To change the default size for the __raw__ column in new flex tables, set the FlexTableRawSize configuration parameter:

=> ALTER DATABASE DEFAULT SET FlexTableRawSize = 120000;

Changing the configuration parameter affects all flex tables you create after making this change.

To change the size of the _raw_ column in an existing flex table, use the ALTER TABLE statement to change the definition of the __raw__ column:


=> ALTER TABLE tester ALTER COLUMN __raw__ SET DATA TYPE LONG VARBINARY(120000);
ALTER TABLE

Changing flex table real columns

You can make the following changes to the flex table real columns (__raw__ and __identity__), but not to any virtual columns:

Actions raw identity
Change NOT NULL constraints (default) Yes Yes
Add primary key and foreign key (PK/FK) constraints No Yes
Create projections No Yes
Segment No Yes
Partition No Yes
Specify a user-defined scalar function (UDSF) as a default column expression in ALTER TABLE x ADD COLUMN y statement No No

Dropping flex table columns

There are two considerations about dropping columns:

  • You cannot drop the last column in your flex table's sort order.

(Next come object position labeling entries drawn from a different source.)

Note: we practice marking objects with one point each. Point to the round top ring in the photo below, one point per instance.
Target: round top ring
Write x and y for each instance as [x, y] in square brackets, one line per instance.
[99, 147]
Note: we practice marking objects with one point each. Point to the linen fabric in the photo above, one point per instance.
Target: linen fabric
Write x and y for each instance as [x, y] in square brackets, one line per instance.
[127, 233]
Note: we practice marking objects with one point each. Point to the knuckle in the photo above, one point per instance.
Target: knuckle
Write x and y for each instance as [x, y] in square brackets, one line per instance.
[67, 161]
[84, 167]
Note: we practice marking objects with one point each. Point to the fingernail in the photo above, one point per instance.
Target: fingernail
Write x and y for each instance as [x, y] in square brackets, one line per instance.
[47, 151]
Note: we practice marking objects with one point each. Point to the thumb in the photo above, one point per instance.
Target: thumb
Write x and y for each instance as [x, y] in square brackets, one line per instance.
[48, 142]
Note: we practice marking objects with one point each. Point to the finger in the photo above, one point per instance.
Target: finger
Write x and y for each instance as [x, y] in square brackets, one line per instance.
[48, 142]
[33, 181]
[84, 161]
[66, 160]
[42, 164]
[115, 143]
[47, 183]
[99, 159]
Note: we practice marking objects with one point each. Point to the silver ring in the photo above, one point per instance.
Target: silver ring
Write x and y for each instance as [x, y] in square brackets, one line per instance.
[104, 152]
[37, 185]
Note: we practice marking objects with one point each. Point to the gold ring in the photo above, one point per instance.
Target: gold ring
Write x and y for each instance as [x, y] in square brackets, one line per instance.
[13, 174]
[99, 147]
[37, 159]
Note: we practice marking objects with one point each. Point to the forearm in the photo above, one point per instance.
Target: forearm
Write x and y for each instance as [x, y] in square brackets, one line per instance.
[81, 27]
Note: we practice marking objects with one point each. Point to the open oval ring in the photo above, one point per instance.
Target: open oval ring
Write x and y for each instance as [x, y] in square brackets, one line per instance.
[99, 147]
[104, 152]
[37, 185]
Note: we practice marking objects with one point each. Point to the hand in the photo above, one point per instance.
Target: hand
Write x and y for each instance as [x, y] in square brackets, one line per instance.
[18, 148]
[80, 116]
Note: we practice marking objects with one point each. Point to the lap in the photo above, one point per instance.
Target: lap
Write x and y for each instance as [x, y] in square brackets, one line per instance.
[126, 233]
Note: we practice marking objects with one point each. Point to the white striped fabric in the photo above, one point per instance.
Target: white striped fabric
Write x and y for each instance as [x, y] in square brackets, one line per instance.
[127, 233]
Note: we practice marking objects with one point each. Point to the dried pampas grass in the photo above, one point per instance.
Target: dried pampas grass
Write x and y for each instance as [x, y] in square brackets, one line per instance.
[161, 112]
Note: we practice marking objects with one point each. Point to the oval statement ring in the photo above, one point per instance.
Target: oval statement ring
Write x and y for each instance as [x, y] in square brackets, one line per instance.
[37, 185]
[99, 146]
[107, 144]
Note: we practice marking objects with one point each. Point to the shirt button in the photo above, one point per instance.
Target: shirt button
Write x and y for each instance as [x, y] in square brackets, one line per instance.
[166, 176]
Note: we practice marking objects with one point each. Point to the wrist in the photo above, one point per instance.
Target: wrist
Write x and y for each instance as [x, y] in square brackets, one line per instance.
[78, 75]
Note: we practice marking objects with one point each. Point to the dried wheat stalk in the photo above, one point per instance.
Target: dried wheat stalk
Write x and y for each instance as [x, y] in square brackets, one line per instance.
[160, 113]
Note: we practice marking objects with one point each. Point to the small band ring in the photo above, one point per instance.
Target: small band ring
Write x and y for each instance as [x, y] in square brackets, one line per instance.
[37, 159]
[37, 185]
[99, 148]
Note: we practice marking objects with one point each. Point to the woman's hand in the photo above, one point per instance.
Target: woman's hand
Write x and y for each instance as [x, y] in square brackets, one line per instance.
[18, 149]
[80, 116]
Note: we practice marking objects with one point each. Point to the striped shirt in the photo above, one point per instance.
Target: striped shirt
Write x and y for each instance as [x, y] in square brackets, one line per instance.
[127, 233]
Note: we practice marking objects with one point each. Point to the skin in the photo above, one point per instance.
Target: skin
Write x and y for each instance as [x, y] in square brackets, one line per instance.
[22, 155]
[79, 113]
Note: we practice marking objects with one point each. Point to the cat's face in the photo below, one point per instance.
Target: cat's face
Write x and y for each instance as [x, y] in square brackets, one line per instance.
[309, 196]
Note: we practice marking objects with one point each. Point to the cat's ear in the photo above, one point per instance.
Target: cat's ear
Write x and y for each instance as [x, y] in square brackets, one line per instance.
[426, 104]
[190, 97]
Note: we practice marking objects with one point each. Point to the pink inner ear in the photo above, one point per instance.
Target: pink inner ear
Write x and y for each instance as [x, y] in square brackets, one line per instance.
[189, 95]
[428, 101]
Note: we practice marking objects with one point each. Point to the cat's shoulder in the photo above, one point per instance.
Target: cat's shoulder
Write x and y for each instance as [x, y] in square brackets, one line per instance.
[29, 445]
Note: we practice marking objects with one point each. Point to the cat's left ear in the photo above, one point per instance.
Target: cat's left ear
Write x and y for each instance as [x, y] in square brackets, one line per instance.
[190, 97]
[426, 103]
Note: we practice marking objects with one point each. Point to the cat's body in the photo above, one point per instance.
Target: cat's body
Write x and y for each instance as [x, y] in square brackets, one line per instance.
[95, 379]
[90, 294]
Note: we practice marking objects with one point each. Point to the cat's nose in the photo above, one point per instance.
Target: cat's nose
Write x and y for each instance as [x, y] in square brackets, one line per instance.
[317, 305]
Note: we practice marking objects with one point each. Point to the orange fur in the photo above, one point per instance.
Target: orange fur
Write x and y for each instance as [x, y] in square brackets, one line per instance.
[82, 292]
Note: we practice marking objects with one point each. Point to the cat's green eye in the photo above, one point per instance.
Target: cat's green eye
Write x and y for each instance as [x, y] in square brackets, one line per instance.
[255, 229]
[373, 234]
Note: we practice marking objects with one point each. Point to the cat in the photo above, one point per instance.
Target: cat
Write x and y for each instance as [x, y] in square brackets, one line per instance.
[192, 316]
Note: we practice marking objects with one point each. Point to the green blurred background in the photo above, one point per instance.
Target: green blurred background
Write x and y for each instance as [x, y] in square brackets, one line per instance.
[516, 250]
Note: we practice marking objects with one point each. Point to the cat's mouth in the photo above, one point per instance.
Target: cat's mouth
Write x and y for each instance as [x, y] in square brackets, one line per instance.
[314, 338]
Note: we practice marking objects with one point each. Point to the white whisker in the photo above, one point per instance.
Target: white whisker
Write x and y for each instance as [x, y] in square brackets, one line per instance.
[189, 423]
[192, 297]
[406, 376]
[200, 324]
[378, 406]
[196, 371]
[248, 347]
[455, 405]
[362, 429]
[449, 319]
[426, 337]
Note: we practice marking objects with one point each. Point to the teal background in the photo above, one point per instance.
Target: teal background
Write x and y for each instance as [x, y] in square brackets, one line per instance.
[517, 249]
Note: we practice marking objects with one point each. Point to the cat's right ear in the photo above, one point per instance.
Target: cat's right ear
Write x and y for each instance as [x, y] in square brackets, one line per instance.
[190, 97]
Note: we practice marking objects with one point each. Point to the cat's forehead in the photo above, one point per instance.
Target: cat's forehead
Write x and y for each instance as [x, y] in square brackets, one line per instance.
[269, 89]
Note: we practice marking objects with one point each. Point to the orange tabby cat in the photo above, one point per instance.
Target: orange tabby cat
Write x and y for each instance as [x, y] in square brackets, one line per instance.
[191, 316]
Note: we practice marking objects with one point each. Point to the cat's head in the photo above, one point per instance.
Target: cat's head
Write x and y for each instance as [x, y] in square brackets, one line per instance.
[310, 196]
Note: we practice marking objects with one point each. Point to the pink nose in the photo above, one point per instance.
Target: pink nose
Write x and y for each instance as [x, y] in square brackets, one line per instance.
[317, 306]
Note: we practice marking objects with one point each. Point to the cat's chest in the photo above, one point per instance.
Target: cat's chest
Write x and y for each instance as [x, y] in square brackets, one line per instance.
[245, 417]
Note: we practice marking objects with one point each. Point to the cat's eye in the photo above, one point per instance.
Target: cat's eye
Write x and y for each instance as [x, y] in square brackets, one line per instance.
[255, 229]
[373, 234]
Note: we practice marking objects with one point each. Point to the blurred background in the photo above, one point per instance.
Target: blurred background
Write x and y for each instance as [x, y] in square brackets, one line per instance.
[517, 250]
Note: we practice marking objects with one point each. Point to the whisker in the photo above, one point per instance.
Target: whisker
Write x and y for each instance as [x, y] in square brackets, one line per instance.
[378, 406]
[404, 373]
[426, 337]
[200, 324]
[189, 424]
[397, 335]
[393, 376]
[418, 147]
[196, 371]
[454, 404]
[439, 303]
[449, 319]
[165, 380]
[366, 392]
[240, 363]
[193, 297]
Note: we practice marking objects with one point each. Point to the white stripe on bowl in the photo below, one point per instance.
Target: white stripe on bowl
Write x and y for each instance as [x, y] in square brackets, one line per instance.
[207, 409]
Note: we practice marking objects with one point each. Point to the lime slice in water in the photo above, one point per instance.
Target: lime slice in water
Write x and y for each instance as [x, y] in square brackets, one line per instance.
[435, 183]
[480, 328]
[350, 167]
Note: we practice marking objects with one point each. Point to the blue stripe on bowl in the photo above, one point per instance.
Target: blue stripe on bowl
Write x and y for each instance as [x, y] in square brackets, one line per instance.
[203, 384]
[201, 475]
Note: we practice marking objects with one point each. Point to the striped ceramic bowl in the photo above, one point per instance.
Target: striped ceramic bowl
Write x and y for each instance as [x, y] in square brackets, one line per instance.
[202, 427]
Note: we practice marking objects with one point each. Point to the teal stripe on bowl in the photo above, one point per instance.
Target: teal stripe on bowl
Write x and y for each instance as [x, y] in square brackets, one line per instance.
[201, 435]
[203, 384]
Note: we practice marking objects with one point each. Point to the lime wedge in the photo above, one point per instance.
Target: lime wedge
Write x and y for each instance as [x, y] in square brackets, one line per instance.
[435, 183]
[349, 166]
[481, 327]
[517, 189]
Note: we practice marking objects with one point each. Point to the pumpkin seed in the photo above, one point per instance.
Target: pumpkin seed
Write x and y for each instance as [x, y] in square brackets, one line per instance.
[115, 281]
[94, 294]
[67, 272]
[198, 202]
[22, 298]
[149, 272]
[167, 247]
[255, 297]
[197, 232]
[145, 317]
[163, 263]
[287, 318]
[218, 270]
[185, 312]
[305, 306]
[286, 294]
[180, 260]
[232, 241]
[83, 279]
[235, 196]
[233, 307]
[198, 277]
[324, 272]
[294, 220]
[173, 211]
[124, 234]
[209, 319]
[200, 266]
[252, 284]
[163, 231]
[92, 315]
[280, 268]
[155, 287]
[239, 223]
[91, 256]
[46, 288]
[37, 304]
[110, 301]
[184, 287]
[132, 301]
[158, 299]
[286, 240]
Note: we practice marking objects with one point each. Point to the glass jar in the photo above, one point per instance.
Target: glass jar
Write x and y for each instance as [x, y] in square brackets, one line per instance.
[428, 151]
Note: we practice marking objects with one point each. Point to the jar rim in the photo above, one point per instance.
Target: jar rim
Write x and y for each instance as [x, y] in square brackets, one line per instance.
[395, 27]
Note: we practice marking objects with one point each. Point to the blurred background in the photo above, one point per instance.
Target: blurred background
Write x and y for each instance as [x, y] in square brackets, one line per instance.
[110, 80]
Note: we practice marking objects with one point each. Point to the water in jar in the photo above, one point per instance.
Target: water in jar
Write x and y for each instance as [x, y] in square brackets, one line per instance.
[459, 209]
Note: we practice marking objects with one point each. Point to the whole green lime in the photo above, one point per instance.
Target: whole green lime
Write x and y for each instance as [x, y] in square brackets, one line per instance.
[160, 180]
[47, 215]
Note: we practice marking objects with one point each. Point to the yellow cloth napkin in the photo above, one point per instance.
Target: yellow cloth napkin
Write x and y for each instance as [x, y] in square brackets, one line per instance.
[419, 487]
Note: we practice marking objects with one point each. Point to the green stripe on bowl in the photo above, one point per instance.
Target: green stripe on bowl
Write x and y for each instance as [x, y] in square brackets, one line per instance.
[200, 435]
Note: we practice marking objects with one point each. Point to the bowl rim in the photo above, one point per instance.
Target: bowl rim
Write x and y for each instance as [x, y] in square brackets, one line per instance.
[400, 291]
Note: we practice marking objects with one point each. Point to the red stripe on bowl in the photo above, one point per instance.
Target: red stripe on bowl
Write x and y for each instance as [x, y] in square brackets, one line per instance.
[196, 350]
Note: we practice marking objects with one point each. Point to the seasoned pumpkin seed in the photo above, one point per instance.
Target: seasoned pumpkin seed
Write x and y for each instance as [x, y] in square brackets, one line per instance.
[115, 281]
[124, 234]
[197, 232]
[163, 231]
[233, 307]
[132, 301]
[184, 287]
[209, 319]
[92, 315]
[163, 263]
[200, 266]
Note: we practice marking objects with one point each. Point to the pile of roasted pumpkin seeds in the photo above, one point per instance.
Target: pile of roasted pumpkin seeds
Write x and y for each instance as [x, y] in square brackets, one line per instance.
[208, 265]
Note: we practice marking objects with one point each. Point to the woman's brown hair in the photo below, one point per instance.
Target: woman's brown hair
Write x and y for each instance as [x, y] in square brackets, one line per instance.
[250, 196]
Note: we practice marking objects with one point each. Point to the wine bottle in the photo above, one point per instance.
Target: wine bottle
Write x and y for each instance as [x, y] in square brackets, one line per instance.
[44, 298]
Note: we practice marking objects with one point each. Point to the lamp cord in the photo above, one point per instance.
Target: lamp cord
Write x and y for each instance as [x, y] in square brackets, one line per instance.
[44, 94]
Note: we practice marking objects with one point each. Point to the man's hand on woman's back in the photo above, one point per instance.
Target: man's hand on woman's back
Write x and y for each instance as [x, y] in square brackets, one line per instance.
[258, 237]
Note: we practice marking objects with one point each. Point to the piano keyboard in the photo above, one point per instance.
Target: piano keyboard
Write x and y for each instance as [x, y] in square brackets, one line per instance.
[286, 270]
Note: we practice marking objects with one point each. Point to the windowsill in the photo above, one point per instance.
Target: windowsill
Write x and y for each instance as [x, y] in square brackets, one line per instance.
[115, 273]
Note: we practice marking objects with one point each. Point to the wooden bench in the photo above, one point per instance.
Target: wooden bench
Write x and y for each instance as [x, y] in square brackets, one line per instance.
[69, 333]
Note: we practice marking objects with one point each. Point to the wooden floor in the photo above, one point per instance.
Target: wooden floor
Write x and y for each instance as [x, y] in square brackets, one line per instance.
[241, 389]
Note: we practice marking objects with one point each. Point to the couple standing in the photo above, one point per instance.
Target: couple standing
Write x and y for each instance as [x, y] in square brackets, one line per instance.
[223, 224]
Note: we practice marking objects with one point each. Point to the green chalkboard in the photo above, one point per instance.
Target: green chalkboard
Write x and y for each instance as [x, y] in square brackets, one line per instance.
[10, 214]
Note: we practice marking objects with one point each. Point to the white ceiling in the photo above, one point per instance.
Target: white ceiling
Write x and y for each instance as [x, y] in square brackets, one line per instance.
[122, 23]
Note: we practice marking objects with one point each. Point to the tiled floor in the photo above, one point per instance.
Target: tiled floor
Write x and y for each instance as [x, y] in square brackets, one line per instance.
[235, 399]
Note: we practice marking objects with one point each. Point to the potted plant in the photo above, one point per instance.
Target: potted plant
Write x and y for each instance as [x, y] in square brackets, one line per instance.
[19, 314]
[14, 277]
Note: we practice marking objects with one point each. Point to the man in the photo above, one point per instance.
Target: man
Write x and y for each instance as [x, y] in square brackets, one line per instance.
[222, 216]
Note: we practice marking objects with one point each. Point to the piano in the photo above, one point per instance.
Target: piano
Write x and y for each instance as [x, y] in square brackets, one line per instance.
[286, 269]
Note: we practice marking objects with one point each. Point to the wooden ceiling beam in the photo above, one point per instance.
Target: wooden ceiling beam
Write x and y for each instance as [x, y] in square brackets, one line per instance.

  • If you have not created a flex table with any real columns, or materialized any columns, you cannot drop the __identity__ column.

Updating flex table views

Adding new columns to a flex table that has an associated view does not update the view's result set, even if the view uses a wildcard (*) to represent all table columns. To incorporate new columns, you must re-create the view.